EX-99.1 6 dex991.htm PRESS RELEASE DATED 08/18/06 Press release dated 08/18/06

EXHIBIT 99.1

LOGO

 

FOR IMMEDIATE RELEASE   CONTACT: Donald H. Hunter
                        617-878-1600

HARBOR GLOBAL COMPANY LTD. ANNOUNCES SALE OF THE COMPANY

Boston, Massachusetts, August 18, 2006. Harbor Global Company Ltd. (“Harbor Global”) (OTC BB:HRBGF) announced today that it had entered into a definitive agreement and plan of amalgamation for Isvias Trading Limited to acquire Harbor Global, in an all cash transaction at a price of $71 million. After taking into account the portion of the transaction consideration payable to Calypso Management LLC pursuant to a pre-existing management agreement between Harbor Global and Calypso, the per share amount payable for eligible shares is $11.5663. Pursuant to the definitive agreement, Harbor Global would be acquired by means of an amalgamation of Harbor Global with a wholly owned Bermuda subsidiary company of Isvias Trading Limited.

Isvias Trading Limited is a company incorporated under the laws of the Republic of Cyprus and is an indirect majority-owned subsidiary of CIT Finance Investment bank, a company incorporated under the laws of the Russian Federation (“CIT”). In connection with the definitive agreement, the Company and CIT entered into a guarantee agreement, pursuant to which CIT is guaranteeing, subject to certain conditions and exceptions, the performance of all obligations of its applicable subsidiaries in connection with the definitive agreement.

Harbor Global will be filing a Current Report on Form 8-K disclosing additional information regarding this proposed transaction.

Additional Information and Where to Find It

In connection with the proposed amalgamation and required Harbor Global shareholder approval, Harbor Global will file with the Securities and Exchange Commission (“SEC”) a proxy statement. The proxy statement will be mailed to the shareholders of Harbor Global. HARBOR GLOBAL’S SHAREHOLDERS ARE URGED TO READ HARBOR GLOBAL’S PROXY STATEMENT AND OTHER RELEVANT MATERIALS WHEN THEY BECOME AVAILABLE BECAUSE THEY WILL CONTAIN IMPORTANT INFORMATION ABOUT


THE AMALGAMATION AND HARBOR GLOBAL. Investors and shareholders may obtain free copies of these documents (when they are available) and other documents filed with the SEC at the SEC’s web site at www.sec.gov.
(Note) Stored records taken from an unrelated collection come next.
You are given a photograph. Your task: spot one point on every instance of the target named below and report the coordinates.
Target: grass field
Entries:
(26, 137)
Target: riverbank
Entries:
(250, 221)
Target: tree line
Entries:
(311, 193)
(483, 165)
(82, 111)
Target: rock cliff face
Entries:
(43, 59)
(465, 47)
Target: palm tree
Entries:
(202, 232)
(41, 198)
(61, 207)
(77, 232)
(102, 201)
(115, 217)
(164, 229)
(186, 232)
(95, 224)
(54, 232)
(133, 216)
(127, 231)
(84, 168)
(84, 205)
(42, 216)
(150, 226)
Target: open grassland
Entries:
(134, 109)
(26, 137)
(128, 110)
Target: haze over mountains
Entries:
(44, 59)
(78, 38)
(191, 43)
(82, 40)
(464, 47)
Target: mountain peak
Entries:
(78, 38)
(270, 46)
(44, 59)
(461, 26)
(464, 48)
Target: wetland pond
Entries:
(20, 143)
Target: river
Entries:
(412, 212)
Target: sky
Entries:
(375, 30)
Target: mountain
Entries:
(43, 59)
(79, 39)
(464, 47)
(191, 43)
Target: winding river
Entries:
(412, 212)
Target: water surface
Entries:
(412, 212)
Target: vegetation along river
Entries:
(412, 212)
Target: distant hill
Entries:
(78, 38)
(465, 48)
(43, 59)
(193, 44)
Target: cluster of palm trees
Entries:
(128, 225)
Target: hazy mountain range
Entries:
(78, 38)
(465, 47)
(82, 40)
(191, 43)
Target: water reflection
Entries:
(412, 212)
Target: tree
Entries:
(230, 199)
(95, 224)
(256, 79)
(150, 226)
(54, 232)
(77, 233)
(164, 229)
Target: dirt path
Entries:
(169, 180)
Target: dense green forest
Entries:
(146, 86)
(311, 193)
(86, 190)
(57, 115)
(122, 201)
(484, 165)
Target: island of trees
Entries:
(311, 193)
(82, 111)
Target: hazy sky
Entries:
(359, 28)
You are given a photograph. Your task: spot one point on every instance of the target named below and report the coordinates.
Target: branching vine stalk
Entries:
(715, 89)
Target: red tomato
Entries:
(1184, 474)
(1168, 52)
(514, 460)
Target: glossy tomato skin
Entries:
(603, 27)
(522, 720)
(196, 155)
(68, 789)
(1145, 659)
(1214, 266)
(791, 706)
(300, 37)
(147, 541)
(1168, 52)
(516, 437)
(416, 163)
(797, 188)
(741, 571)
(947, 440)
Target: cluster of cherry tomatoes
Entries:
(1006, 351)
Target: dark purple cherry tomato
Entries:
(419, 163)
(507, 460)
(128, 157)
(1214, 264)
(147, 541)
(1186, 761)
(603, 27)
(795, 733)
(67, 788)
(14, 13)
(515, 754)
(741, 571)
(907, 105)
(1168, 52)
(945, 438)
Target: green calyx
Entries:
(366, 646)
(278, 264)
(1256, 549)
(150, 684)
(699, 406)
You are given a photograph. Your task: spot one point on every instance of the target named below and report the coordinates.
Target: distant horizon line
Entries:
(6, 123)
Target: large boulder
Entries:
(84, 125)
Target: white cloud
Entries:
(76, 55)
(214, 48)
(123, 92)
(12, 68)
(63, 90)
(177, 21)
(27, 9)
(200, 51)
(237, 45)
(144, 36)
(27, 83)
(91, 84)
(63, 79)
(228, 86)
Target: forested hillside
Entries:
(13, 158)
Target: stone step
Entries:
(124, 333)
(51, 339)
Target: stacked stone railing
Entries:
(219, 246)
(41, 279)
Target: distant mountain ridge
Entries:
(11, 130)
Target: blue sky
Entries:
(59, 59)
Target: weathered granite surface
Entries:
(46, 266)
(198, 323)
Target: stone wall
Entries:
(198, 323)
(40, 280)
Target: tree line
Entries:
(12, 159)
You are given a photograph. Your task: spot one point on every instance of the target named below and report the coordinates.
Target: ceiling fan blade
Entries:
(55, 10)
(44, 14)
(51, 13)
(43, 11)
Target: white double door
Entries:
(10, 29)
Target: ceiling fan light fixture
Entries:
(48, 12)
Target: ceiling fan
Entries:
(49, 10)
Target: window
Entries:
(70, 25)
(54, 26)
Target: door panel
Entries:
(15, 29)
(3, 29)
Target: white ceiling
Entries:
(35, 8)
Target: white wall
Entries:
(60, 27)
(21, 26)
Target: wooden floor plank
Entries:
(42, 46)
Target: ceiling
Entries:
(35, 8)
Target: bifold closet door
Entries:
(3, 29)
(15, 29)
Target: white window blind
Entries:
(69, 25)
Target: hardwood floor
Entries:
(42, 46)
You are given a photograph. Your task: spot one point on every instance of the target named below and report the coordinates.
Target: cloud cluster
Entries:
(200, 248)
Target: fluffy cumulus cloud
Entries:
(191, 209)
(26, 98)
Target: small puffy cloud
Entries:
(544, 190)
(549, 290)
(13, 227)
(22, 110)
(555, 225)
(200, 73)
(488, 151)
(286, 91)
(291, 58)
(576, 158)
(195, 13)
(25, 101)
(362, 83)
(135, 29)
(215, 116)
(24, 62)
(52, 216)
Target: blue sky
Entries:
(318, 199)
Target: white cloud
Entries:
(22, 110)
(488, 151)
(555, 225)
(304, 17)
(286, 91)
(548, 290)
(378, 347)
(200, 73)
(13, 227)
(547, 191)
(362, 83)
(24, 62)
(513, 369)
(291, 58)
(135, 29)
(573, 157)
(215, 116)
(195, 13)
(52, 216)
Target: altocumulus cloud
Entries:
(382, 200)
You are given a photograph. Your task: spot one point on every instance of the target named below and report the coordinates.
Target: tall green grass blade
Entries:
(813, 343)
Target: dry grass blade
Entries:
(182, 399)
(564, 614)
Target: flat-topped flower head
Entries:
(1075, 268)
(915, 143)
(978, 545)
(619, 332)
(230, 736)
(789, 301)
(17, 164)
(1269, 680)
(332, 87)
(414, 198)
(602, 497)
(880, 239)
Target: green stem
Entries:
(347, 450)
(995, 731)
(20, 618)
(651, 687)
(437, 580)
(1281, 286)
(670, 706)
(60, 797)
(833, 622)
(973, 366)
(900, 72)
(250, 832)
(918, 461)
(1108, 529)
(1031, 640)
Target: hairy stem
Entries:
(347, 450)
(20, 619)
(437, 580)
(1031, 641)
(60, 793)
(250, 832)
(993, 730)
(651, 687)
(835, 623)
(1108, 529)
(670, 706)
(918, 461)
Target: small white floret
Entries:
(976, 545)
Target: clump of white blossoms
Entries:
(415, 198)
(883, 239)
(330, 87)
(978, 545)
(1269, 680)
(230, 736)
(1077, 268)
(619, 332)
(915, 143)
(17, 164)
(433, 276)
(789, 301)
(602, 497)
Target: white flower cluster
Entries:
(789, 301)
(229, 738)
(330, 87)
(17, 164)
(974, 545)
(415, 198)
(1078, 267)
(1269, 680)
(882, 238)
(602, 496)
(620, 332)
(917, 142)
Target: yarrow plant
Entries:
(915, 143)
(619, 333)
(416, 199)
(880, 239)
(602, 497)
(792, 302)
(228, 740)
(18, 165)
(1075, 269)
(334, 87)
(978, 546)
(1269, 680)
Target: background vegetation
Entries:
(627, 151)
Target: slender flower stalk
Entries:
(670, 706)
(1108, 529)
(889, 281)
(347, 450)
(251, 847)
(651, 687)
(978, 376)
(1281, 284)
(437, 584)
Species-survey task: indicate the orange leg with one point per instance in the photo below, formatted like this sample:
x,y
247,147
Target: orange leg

In addition, the documents filed with the SEC by Harbor Global may be obtained free of charge upon written request by an investor to Harbor Global Company Ltd., One Faneuil Hall Marketplace, Boston, Massachusetts 02109, Attention: Donald H. Hunter, Chief Financial Officer and Chief Operating Officer, or by calling Harbor Global at (617) 878-1600.

Participants in Solicitation

Harbor Global and its executive officers and directors and Calypso Management LLC and its members, officers and employees may be deemed to be participants in the solicitation of proxies from Harbor Global’s shareholders with respect to the proposed amalgamation. Investors and shareholders may obtain more detailed information regarding the direct and indirect interests of Harbor Global’s executive officers and directors and Calypso and Calypso’s members, officers and directors by reading the preliminary and definitive proxy statements regarding the amalgamation, which will be filed with the SEC. These documents will be available free of charge once available, at the SEC’s web site at www.sec.gov. In addition, those documents that are filed by Harbor Global with the SEC may be obtained free of charge upon written request by any shareholder of Harbor Global to Harbor Global Company Ltd., One Faneuil Hall Marketplace, Boston, Massachusetts 02109, Attention: Donald H. Hunter, Chief Financial Officer and Chief Operating Officer, or by calling Harbor Global at (617) 878-1600.

 


Statements in this press release regarding the proposed amalgamation and any other statements regarding Harbor Global’s future expectations, beliefs, goals or prospects constitute forward-looking statements made within the meaning of the United States federal securities laws. Any statements that are not statements of historical fact (including statements containing the words “believes,” “plans,” “anticipates,” “expects,” “estimates” and similar expressions) should also be considered forward-looking statements. A number of important factors could cause actual results or events to differ materially from those indicated by such forward-looking statements, including the ability to consummate the amalgamation and the other factors described in Harbor Global’s Annual Report on Form 10-K for the fiscal year ended December 31, 2005 filed with the SEC and Harbor Global’s other filings with the SEC. These reports are available at www.sec.gov. Harbor Global disclaims any intention or obligation to update any forward-looking statements as a result of developments occurring after the date of this press release.